Scott Ostrander of Mount Prospect is a prolific composer, having created works for brass quintets, string ensembles, piano and concert bands. One of the first marches he composed, Maverick March, premiered last year in his home town of Fort Wayne, IN, when the Fort Wayne Area Community Band performed it for the first time.

Scott Ostrander

Ostrander then reached out to 20 community bands in Indiana and Illinois, with the hope that they might perform his original march. The Arlington Heights Community Concert Band was one of the first to take him up on it. They performed it for the first time Saturday at the Arlington Heights Farmers’ Market and will play it again at 7 p.m. Wednesday at their patriotic concert at North School Park, with Ostrander in attendance.

“Community concert bands are a treasure in America and it’s an honor to have my music performed by any of them,” Ostrander says.

Pete Pisello, director of the Arlington Heights Community Band, says his musicians have enjoyed learning the new march, especially knowing it is a new composition from a local composer.

“Every section gets to play the melody,” Pisello says, “they each get their featured moment.”

Ostrander played trumpet in the symphonic, jazz, marching, and pep bands at Concordia Lutheran High School in Fort Wayne before he studied composition and trumpet at Concordia University in River Forest. But his concert band experiences were central in the formation of his compositional voice, and he especially enjoyed playing marches by the March King, John Philip Sousa.
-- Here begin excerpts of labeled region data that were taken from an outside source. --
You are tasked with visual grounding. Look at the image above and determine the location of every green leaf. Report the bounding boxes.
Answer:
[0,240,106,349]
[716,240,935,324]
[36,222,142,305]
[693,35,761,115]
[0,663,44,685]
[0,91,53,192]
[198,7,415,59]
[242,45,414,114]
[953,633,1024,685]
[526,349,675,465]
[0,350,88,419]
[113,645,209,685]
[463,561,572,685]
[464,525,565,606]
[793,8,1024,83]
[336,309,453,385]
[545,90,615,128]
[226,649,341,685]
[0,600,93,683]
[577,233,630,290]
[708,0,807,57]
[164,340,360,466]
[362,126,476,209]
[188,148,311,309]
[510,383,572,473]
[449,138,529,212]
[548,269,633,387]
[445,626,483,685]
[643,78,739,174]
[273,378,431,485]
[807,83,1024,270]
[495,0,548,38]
Band director Pete Pisello leads the Arlington Heights Community Band.

Consequently, he composed Maverick March as a tribute to Sousa. Much like Sousa’s marches, this one is divided into three distinct sections, with the third section repeating three times and building to the reprise of the first section.

“Selecting a march made a lot of sense because they are very American,” Ostrander says, “often performed by community bands, and a staple category in the concert band repertoire.”

According to Ostrander’s publisher, J.W. Pepper in Philadelphia, the word “maverick” in the title reflects the independent path that Sousa took with his marches. Sousa certainly marched to the beat of his own drum, Ostrander says. His Maverick March celebrates the musical contributions of Sousa and the American spirit of independence, freedom and perseverance.

The 70 members of the Arlington Heights Community Concert Band played Maverick March midway through their concert on Saturday, and they will reprise it on Wednesday. The rest of their selections included regimental brass marches, patriotic music, a few American folk songs and an Armed Forces Salute. They also will perform Raiders March from the film, Indiana Jones and the Dial of Destiny, the latest in the Raiders of the Lost Ark series, which opened last week.

At the Farmers’ Market, the band demonstrated some of that American perseverance when they played on through the light rain, while keeping their instruments — and sheet music — dry. This is the second season for the band to play at the market, on the grounds of the Arlington Heights Historical Museum. Patrons sat around them at picnic tables, while nibbling on food items from the market, and drinking coffee and old fashioned soda pop offered from the museum.

“Performing here helps us play in front of people who don’t normally see us,” said Pisello, who took over as director in 2021. “And it’s nice to give back to the community.”

Playing an original composition, by a local composer, well, that’s an added bonus.